As a Salomon-sponsored pro finishing a master’s in public health, Montoya, originally from Rogers, Arkansas, emphasized the importance of acknowledging existing disparities and fostering a sense of belonging for underrepresented communities.
Joanna Reyes, a full-time pharmacist from San Jose, California, shared her experience with Women’s Running of being the sole Hispanic runner in elite fields.
Reyes, who qualified for her second Olympic Trials with a PR of 2:36:26, emphasized the pride she feels in representing her Latina heritage and expressed her hope for increased diversity in marathon pursuits.
Tammy Hsieh, a bioanalytical chemist from Boston who qualified on the last possible day, highlighted the lack of Asian American representation in running.
Hsieh, who started running in 2015, underscored the importance of encouragement for Asian American kids to pursue sports, reflecting on her own journey to find community and meaning in running.
Betsy Saina, a Kenyan-born U.S. citizen since 2020, is expected to be a leading contender in the marathon. Saina’s story emphasizes the potential to inspire others through visibility, showcasing what is possible for runners who may not fully see themselves represented in the sport.

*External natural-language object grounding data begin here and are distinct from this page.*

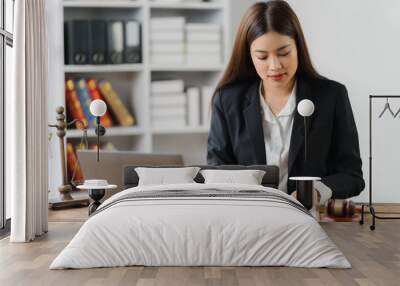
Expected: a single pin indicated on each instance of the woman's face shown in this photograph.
(275, 58)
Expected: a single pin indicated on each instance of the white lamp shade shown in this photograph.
(305, 107)
(98, 107)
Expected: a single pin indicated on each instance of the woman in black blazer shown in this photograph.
(270, 62)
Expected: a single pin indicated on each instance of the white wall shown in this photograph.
(357, 43)
(56, 86)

Inspiring More Women of Color to Pursue the Sport
Athletes emphasized the role of community in their running journey, with Erika Kemp highlighting the importance of finding the right run clubs for support.
Visible representation was identified as a key factor in promoting diversity and inspiring participation in road races, a sentiment aligned with the goals of the Running Industry Diversity Coalition.
Nell Rojas, who finished 10th at the 2023 Boston Marathon, stressed the importance of being visible to Black, Indigenous, or People of Color runners at large races, helping them overcome feelings of not belonging in the running community.
The significance of showcasing diverse women from different backgrounds was underscored by Sara Passani, who acknowledged the potential to push the sport forward.
The Road Ahead
Reflecting on the 2020 U.S. Olympic Marathon Trials, athletes recalled the challenges faced by Aliphine Tuliamuk and Sally Kipyego in terms of media attention compared to other athletes.
The need for increased inclusion and representation in the running industry was emphasized, with Kidan Kidane, an Ethiopian-born athlete, sharing her hope to inspire women of color to pursue their goals despite challenges and barriers.
The athletes also recognized the power of storytelling in gaining visibility, particularly in terms of sponsorships.
Peyton Thomas highlighted the need to shift media narratives to center around joy for BIPOC and queer runners, showcasing their accomplishments and contributions to the larger society.
As these women of color prepare to take on the 2024 U.S. Olympic Trials Marathon, their stories highlight the progress made and the ongoing journey toward a more inclusive and representative running community.